Recommendation: Option 1 is the most appropriate for a formal news or analytical report.

By Press RoomJune 27, 20260

Digital Deception: World Cup 2026 Marred by AI-Generated Misinformation As the 2026 World Cup captures…

Here is a formal rewrite of the title:

Monaco’s Government and the Council of Europe Launch an Innovative Initiative to Combat Disinformation Among Youth: A Call for Applications

June 27, 2026

Here are a few options for a formal equivalent, depending on your focus:

  • “Misinformation Circulates Following Fatal Collision Involving State Trooper” (Most professional)
  • “Official Response Follows Spread of Misinformation After Fatal State Trooper Crash” (Focuses on the impact)
  • “State Trooper’s Fatal Accident Triggers Widespread Online Misinformation” (Stronger, active tone)

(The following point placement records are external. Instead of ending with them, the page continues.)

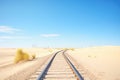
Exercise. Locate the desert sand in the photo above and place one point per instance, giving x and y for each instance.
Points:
(104, 61)
(8, 69)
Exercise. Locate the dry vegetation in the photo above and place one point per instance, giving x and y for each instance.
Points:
(23, 56)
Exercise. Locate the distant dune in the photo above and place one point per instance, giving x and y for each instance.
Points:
(8, 68)
(104, 62)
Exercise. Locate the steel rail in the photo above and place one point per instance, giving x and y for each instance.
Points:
(78, 75)
(41, 76)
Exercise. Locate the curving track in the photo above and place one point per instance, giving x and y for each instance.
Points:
(59, 67)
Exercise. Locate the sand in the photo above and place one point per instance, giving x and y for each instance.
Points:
(8, 69)
(104, 62)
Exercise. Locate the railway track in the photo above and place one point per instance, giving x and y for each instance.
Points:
(59, 67)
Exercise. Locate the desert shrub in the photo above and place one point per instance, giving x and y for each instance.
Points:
(72, 49)
(50, 50)
(25, 56)
(33, 56)
(18, 56)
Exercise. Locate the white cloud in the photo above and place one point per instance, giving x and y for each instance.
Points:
(6, 29)
(50, 35)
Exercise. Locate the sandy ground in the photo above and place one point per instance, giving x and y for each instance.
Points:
(8, 69)
(104, 62)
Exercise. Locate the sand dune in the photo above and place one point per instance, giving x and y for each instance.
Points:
(104, 62)
(9, 68)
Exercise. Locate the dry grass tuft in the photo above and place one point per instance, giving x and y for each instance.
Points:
(22, 56)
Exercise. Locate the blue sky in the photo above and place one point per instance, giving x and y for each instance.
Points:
(59, 23)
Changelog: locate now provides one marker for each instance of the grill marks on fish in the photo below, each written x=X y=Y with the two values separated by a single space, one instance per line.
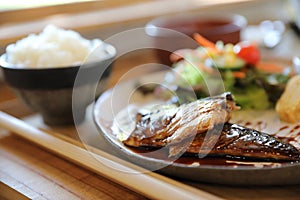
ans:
x=240 y=142
x=166 y=124
x=202 y=127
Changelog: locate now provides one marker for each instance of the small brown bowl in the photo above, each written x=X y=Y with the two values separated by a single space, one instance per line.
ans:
x=59 y=94
x=173 y=32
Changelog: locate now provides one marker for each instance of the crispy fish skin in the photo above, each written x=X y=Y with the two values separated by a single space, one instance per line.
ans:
x=170 y=124
x=202 y=127
x=240 y=142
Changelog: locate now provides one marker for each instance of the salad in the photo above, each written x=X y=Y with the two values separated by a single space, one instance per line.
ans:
x=213 y=68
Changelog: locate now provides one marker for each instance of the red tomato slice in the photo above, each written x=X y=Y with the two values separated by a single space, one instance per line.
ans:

Recommendation: The first option is the most standard for journalistic or professional reporting.

June 27, 2026

Depending on your intended publication style, here are a few formal options:

  • “Bunnell Pride Event Returns to 2K Ranch Amidst Controversy and Misinformation”
  • “Bunnell Pride Resumes at 2K Ranch Despite Public Misinformation and Extremist Allegations”
  • “Bunnell Pride to Host Event at 2K Ranch Following Clarification of Misinformation”

Recommendation: The first option is the most balanced and journalistic for a formal report.

June 26, 2026
DISA
Facebook X (Twitter) Instagram Pinterest
  • Home
  • Privacy Policy
  • Terms of use
  • Contact
© 2026 DISA. All Rights Reserved.

Type above and press Enter to search. Press Esc to cancel.